There are plenty of people all over the Denver area who are getting into this lifestyle. has a number of like minded groups from specific subjects like herbalism and cheesemaking, to the Greater Denver Urban Homesteaders group. Don't know how to do something? There are classes all over the place, from people who participate in the Handmade Homemade Market, to any farmer's market, to Living Art School. Area groups abound on Facebook as well. Just ask around - someone will offer to teach you or show you how to do something, often for free.

Homesteading is a Full Time Commitment

That garden will not water itself. You cannot board your chickens (at least, not yet) like you would your dog to go on vacation. It may be -20 degrees outside with the windchill, but your animals will still need food, water, cleaning up of their poop, and you will need to check to make sure they are warm enough - or conversely, cool enough come summer. No matter how hot or cold, blizzardy or rainy or any weathery outside it may be, you need to make a schedule and stick by it. The animals will expect it.

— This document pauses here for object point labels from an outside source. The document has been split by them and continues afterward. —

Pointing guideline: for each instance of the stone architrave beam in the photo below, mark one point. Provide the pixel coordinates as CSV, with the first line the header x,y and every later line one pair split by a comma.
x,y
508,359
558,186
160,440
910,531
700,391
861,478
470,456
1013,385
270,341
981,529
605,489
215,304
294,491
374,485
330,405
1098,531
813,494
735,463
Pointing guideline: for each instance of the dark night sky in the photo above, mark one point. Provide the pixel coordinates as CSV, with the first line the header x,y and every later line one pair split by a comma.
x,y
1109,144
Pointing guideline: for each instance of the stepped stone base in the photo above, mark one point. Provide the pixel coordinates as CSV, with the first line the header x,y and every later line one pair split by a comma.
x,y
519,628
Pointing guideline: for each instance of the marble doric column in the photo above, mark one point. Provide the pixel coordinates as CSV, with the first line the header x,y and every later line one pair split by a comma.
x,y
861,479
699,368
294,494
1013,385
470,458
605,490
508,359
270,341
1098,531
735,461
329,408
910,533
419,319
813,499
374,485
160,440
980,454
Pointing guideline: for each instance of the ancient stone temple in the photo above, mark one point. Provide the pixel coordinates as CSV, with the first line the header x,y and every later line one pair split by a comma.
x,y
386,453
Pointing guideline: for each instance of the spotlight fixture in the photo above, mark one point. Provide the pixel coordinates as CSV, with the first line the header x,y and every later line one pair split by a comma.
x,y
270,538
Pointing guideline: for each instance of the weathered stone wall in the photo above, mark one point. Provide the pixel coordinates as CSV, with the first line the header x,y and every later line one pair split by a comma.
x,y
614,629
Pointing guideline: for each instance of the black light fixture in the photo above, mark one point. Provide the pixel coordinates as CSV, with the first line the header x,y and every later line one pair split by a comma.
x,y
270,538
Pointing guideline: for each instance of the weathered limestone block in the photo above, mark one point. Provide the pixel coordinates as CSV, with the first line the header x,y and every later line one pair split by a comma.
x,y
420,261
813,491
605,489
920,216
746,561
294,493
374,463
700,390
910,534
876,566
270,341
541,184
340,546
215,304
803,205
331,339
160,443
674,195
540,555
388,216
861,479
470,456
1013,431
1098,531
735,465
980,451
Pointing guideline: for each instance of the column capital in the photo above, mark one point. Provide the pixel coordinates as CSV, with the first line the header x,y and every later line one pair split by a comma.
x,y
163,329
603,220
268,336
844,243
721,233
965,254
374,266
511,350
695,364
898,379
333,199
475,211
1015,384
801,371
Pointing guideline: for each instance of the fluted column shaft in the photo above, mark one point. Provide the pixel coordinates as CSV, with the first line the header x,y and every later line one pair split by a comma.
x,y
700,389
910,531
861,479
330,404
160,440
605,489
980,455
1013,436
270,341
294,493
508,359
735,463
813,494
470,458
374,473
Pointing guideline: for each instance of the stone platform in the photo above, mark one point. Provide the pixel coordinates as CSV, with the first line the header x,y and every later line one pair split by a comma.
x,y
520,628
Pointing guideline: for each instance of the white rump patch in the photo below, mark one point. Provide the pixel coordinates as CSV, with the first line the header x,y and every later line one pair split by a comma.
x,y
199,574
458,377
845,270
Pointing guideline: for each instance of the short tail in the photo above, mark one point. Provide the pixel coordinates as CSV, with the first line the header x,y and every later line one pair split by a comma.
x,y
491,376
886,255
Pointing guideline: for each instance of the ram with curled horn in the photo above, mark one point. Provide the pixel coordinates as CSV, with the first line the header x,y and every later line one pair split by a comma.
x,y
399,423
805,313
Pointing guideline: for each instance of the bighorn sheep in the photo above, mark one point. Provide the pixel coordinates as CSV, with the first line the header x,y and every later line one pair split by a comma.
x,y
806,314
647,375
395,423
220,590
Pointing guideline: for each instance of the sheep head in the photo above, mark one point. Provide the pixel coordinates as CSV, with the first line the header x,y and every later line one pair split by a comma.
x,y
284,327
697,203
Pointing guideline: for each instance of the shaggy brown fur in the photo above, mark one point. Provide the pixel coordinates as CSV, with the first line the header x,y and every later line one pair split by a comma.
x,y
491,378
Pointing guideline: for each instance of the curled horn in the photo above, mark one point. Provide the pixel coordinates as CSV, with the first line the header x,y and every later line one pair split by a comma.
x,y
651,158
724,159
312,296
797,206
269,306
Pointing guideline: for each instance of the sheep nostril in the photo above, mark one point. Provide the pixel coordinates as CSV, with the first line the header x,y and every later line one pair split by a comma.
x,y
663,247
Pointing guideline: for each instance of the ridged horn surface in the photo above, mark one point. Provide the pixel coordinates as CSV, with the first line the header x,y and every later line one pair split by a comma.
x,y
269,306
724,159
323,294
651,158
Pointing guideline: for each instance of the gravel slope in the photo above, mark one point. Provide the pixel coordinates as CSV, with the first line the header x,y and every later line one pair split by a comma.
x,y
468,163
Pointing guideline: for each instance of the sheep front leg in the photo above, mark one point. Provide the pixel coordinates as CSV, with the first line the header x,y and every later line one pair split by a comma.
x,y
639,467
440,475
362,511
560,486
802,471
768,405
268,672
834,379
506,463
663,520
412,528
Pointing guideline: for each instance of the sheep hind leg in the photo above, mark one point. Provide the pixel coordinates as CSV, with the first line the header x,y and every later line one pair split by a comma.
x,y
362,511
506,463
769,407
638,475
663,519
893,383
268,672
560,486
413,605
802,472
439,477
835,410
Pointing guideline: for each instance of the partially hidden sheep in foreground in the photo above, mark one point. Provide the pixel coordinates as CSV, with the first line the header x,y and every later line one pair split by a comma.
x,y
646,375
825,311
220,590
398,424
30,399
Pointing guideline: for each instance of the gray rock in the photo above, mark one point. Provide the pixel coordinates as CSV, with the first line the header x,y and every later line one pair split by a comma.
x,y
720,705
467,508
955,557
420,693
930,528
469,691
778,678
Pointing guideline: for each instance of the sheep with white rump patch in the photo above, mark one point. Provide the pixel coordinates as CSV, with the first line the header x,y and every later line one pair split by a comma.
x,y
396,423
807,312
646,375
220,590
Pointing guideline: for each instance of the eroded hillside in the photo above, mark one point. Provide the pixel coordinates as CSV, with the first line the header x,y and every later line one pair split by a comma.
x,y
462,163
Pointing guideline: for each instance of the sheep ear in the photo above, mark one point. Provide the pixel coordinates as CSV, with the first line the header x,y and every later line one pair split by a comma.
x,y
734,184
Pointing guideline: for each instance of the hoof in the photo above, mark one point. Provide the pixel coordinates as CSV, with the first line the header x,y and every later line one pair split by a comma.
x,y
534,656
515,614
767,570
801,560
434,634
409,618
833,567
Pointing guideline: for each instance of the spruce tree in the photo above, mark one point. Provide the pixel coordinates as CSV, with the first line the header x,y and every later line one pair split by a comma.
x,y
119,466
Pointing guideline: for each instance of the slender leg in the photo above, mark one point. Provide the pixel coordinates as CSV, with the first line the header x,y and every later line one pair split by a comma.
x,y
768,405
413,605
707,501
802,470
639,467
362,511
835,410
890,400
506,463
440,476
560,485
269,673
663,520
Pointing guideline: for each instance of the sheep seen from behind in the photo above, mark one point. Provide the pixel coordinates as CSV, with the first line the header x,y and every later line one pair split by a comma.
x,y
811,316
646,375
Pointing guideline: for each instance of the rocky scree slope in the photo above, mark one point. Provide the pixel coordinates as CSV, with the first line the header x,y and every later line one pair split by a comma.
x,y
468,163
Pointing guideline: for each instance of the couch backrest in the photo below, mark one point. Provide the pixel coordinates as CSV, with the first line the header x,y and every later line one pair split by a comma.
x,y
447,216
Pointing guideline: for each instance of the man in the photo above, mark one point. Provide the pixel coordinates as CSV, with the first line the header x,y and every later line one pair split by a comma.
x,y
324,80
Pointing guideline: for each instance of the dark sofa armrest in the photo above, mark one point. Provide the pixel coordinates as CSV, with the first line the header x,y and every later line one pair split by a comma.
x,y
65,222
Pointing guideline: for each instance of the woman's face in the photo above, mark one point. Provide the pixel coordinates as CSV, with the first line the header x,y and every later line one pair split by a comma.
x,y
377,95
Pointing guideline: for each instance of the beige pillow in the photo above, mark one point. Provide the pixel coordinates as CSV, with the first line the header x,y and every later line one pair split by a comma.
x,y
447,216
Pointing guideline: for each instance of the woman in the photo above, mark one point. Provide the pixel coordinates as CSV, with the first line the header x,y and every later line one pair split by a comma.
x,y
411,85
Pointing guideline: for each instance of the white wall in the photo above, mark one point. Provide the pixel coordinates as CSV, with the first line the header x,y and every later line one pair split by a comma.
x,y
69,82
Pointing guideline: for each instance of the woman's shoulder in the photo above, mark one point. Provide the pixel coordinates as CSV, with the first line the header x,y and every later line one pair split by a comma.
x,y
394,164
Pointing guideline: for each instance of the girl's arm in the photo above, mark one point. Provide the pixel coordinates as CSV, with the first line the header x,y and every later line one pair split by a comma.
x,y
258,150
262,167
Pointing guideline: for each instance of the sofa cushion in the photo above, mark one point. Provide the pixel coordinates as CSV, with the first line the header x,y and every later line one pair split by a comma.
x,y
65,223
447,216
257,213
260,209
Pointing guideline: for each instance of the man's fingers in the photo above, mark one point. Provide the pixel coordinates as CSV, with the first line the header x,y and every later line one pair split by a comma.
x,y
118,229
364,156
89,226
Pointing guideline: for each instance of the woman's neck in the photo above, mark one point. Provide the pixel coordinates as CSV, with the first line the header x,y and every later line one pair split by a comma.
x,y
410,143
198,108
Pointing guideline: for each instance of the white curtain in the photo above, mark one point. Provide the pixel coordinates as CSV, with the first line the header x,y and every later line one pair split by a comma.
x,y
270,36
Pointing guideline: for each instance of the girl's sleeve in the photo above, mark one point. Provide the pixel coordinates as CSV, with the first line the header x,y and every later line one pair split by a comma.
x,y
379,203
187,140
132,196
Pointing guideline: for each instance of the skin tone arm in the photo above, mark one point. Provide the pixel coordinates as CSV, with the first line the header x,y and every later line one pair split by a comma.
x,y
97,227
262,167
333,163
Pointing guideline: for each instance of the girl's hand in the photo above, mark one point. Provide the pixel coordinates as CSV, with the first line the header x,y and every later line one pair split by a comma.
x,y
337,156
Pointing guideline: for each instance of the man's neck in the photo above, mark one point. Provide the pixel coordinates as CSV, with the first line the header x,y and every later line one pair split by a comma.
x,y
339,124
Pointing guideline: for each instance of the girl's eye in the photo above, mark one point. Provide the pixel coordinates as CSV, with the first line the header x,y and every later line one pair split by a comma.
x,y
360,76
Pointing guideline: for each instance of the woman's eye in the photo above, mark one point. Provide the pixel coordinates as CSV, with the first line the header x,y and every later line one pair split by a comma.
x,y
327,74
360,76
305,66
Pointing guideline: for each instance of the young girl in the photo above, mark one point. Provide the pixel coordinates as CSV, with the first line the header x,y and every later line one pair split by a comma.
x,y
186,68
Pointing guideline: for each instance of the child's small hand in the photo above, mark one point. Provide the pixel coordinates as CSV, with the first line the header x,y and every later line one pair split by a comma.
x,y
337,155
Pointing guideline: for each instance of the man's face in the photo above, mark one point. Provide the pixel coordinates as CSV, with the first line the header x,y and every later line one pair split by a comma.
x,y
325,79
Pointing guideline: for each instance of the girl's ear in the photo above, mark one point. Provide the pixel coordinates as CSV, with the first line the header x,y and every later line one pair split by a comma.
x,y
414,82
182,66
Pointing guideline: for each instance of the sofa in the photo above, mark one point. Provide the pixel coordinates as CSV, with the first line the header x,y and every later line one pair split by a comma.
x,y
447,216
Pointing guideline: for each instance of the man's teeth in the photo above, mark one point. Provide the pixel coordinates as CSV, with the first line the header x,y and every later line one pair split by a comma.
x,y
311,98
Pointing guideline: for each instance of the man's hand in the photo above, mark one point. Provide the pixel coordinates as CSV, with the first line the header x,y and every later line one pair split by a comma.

Homesteading takes perseverance and commitment to a 24/7 lifestyle. Yes, it's OK to cheat after a long day at work, stop by King Soopers and pick up fried chicken for dinner because making a dinner is just too much for the day. BUT, you still need to go out in the yard, give those hens fresh water and food, lock them in for the night at twilight, let them out again the next morning near sunrise. You cannot ignore livestock any more than you would ignore an infant. And the deeper into the homesteading lifestyle you decide to get, the more obligations you will have on a daily basis.

It's Addicting

Oh yeah, it's addicting. Big time. You start on one small aspect, and suddenly, others appear. You find the appeal of a fresh made pot of soup as compared to the overly salty pre canned soup from the store. You enjoy walking out and watering that garden, watching your achievement grow before your eyes. You rapidly learn the joy of taking a child by the hand and letting them pick fresh peas and eat them right there, or pull a fresh carrot and eat it right away. You will find amusement in watching your chickens follow you around as you get their feed. They joy of picking up a warm, freshly laid egg. Yarn becomes a thing you must have. Your shopping habits change. It will take over your life - and that's not a bad thing.

Welcome to the homesteading adventure - it is so very much going to be worth your time.